The Exchange Student
Copyright 2014 Matt Cairone
All Rights Reserved
The chill belies spring. Cattle are scattered in the fields, penned in by electric fencing. A bull mounts a cow and heaves on her, his breath pouring out of his flared nostrils with each thrust. From out of nowhere, a voice behind me, “C’est un facon de garder au chaud.” I turn, startled, and there is a girl, 19 or so, with a backpack. I reply, “Oui, il est.” She bends her head to the left and smiles. She turns on her heels and continues down the road, leaving me standing on the side of the road. I watch her go, until she vanishes over the horizon. “A bientot.”
The cow is grazing now, picking at the grass and the weeds, chewing between bites at the ground. The bull is lying on his side under a tree, looking the other way.
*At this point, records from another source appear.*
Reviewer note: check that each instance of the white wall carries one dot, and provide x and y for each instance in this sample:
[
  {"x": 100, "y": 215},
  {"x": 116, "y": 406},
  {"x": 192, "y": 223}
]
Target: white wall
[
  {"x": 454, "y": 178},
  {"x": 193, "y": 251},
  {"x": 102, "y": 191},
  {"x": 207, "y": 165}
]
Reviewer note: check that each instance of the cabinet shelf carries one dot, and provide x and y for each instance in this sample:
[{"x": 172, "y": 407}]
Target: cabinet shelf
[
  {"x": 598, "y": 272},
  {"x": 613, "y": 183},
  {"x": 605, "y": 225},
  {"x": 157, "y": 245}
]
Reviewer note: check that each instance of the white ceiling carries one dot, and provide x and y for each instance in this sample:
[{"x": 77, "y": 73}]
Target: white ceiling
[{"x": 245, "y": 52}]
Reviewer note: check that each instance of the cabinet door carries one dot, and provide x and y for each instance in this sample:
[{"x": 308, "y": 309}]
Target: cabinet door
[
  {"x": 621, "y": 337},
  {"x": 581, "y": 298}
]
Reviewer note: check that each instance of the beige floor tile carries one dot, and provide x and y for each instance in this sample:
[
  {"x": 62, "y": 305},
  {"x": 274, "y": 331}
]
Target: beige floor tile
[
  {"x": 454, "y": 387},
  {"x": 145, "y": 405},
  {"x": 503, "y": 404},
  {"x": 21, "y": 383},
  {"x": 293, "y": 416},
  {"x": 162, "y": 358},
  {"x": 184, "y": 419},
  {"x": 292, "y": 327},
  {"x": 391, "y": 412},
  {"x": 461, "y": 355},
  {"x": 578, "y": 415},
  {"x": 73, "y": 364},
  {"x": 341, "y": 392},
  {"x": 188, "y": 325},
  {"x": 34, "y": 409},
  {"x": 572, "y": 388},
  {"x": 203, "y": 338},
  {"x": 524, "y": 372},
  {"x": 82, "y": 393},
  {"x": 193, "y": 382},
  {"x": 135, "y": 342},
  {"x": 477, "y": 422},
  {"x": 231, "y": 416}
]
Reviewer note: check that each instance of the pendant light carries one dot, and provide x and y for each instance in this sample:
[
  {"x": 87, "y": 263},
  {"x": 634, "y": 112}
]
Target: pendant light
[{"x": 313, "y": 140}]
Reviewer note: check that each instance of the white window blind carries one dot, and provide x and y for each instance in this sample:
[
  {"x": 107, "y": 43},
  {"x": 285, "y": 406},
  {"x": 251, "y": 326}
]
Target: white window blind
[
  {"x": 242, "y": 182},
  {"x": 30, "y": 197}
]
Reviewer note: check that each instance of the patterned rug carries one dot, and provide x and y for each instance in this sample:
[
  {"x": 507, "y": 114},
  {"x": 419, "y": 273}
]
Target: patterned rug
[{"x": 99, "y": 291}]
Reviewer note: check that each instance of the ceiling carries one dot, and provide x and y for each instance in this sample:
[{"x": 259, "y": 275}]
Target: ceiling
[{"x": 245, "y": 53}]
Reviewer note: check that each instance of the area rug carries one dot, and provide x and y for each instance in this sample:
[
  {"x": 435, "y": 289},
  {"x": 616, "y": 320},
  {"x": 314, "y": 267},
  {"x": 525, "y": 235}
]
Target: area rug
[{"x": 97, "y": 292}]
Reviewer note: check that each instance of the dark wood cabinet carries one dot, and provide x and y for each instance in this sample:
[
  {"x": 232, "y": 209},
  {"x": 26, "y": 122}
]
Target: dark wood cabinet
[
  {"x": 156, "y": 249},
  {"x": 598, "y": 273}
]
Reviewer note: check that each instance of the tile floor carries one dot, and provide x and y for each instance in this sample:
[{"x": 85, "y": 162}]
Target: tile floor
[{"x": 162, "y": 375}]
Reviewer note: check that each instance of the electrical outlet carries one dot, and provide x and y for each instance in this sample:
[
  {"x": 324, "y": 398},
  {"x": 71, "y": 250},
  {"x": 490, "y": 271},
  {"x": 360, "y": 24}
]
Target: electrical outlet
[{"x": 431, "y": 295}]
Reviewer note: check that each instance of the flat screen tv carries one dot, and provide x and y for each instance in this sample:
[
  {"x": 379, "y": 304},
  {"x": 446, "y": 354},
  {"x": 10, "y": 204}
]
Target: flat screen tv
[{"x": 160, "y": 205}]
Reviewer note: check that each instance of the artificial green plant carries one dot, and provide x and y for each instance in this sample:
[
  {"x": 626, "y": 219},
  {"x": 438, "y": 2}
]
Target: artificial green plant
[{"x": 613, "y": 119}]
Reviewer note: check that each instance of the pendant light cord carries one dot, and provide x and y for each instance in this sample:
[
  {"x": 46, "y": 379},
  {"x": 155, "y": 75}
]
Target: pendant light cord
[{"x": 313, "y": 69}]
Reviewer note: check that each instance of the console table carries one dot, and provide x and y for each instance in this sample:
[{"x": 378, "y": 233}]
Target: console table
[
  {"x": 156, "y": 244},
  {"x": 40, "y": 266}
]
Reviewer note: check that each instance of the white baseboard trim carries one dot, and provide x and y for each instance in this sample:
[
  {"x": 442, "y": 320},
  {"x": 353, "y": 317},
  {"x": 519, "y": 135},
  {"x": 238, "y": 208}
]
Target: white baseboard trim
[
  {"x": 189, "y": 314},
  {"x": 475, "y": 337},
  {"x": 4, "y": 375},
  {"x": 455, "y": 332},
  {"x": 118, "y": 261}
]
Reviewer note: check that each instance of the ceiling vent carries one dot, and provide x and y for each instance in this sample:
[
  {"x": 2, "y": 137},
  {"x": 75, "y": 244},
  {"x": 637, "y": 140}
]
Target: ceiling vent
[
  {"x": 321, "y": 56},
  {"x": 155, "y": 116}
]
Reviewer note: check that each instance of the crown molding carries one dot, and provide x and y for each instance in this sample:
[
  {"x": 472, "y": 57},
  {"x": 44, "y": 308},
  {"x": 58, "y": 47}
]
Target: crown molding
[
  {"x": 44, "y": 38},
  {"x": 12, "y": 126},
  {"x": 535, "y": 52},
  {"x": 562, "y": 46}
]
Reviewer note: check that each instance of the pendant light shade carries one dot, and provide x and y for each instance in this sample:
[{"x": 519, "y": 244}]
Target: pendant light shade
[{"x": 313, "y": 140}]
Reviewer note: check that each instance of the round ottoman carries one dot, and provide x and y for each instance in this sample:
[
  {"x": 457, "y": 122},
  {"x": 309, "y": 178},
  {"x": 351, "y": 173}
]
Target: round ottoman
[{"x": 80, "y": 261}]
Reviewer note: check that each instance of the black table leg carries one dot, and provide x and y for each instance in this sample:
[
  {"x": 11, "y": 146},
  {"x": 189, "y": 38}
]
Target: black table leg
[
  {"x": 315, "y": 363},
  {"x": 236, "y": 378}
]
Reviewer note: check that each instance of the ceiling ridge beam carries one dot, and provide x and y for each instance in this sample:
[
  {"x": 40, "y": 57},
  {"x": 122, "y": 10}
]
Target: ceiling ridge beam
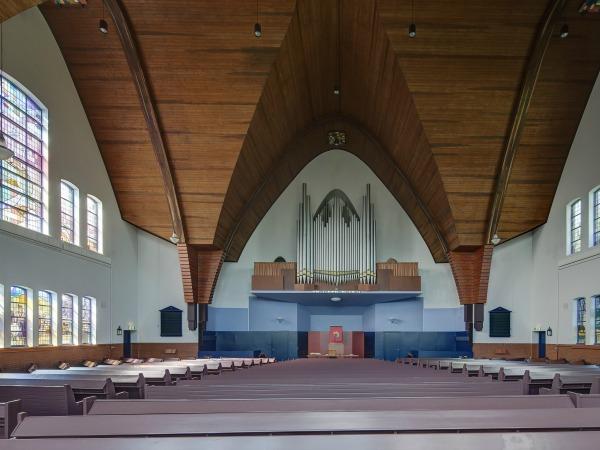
[
  {"x": 534, "y": 64},
  {"x": 121, "y": 22}
]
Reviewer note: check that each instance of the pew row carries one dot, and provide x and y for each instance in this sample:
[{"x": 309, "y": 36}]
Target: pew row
[
  {"x": 328, "y": 422},
  {"x": 583, "y": 440},
  {"x": 9, "y": 411},
  {"x": 171, "y": 406},
  {"x": 43, "y": 400},
  {"x": 101, "y": 388}
]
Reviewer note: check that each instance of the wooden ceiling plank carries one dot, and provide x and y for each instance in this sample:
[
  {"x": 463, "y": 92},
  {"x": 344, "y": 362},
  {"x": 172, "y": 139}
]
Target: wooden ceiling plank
[
  {"x": 133, "y": 59},
  {"x": 528, "y": 85}
]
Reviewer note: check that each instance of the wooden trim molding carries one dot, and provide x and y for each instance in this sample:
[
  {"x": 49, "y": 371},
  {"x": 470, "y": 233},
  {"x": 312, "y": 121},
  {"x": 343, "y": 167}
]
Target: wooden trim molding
[
  {"x": 128, "y": 41},
  {"x": 188, "y": 262},
  {"x": 210, "y": 261},
  {"x": 471, "y": 271},
  {"x": 200, "y": 268},
  {"x": 530, "y": 77}
]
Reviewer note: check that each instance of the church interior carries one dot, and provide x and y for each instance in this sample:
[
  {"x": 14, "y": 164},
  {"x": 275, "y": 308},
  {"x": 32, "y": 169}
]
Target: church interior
[{"x": 299, "y": 224}]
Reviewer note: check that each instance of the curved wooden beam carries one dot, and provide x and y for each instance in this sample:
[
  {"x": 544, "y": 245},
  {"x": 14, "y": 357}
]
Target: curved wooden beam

There are no cars. There are birds, chirping and yapping, there are cows mooing and grunting and chewing, and there are leaves and branches creaking and flapping in the breeze. The wind comes and goes, as the young girl had come and gone.
All of a sudden the fields are filled with soldiers, and the noise is deafening. There are guns and tanks and screams of horrible pain. Cows lay dead in the fields, gaping holes in their sides, heads, and bellies. The smell of rotten flesh, human and animal, fills the air.
The line of young men seems endless. As they pass it is obvious they cannot see me. I am a ghost to them, and they to me. After so long in France, it is funny to hear the American accents. That guy sounds like he’s from Michigan, and that one from South Carolina. Wow, listen to that New York accent, no doubt that guy’s from Boston. They are kids.
Cigarettes are passed out, and canteens handed from one to the next down the line. They look like they’ve gotten the worst of it from the devil himself. I could see the end of the line approaching, and then the last few pass me by.
The fog lifts, the sun shines, and the specters are gone.